Kentucky has an opportunity to embrace significant changes to achieve racial equity, but progress will not occur until educational attainment is improved, fairness is ensured in the criminal justice system and economic empowerment is increased for people of color.

That is the message of the report from the chamber’s task force on racial inequality called Achieving Equity to Build a Stronger Kentucky. 

“Achieving these goals will lead to greater productivity for businesses, increased tax revenue to support education and other critical programs and, of particular importance on an individual level, a better quality of life for Kentuckians,” the report noted. “In short, the entire Commonwealth will share in the benefits of achieving equity.”

The task force described the areas of education, criminal justice and economic empowerment as critical elements of building a more equitable society in Kentucky.  It also pointed out that the report is the first step in what will be ongoing initiatives of the Kentucky Chamber to identify and address inequities in the state’s public and private institutions, policies and programs.

In education, the report includes recommendations to close achievement and opportunity gaps, address the disparities in school discipline and increase postsecondary enrollment and attainment for Black students. These include:

• Greater transparency about the problems and public distribution of information about gap-closing efforts that achieve or fail.
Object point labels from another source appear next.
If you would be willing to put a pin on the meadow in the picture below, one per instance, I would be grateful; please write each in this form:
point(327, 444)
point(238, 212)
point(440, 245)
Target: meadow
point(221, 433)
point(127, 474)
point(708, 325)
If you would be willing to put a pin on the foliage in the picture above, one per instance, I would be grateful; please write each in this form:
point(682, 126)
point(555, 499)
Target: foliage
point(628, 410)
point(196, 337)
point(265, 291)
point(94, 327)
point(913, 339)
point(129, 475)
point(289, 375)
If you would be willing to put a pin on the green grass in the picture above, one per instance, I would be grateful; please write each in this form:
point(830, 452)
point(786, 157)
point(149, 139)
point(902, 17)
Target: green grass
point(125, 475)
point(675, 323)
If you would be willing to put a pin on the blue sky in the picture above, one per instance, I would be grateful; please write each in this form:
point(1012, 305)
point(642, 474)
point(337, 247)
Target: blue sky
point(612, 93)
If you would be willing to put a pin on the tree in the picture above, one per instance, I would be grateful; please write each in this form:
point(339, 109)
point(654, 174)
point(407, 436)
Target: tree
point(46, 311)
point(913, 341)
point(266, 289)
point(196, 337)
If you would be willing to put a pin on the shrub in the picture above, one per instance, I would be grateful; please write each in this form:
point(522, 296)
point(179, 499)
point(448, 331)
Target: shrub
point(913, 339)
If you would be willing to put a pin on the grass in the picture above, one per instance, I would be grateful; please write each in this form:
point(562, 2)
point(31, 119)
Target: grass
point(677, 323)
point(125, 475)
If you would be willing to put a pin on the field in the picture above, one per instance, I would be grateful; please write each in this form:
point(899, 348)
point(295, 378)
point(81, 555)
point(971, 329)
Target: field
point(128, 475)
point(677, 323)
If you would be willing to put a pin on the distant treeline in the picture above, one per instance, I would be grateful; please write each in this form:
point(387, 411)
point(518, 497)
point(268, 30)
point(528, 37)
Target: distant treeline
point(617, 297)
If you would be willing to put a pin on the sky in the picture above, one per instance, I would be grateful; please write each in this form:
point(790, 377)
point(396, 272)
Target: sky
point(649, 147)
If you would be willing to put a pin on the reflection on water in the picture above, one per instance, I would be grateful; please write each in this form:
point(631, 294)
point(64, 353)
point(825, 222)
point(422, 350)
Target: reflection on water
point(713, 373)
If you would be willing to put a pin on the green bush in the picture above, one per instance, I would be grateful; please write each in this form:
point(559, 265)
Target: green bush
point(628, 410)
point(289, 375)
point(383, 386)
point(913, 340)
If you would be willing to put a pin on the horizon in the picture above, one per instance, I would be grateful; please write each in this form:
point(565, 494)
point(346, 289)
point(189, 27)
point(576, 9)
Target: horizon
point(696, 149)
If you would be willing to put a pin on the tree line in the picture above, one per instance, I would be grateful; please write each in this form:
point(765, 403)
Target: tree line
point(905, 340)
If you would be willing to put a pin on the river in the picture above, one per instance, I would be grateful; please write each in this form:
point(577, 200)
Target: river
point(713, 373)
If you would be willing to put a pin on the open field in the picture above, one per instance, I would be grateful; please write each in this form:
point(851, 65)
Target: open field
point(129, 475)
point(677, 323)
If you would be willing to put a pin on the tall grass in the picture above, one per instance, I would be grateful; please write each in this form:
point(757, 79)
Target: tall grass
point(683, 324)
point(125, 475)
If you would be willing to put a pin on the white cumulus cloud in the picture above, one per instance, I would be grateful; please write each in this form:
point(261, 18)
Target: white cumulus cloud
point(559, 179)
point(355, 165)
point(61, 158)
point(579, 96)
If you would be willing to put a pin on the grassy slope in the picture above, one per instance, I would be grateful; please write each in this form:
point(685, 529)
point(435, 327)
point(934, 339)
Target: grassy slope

• Specific accountable action plans to address the problems.

• Building awareness about postsecondary costs and outcomes.

• Training to mitigate implicit bias.

In criminal justice, the report stated, “There are few areas of American society where racial disparities are as profound and as troubling as in the criminal justice system,” and recommended several steps:

• Greater transparency about arrests, convictions and incarceration rates for adults and juveniles.

• Required racial impact statements before criminal justice policies are implemented.

• Programs to improve the chances of success for people leaving prison and other reforms.

The report also has recommendations to move toward equity in economic empowerment. Among them:

• Targeted actions by government to provide detailed reports on the impact of economic development programs, public contracting and business set-aside programs and to eliminate disparities.

• Identifying barriers faced by people of color to employment and housing.

• Assisting Black-owned businesses to attain certification.

• Creating a state Black Entrepreneurship Council to guide effective initiatives.

• Identifying employment opportunities for people of color leaving the criminal justice system.

“Learning from the lessons of the past year, Kentucky has an unprecedented opportunity to build a stronger future by making deliberate, sustainable reforms to overcome the racial inequality that has hampered our progress for so many generations,” said Kentucky Chamber President and CEO Ashli Watts. “This is serious work and will require the commitment, energy and ongoing attention of employers, business leaders, policymakers, elected officials, educators and committed citizens across the Commonwealth.”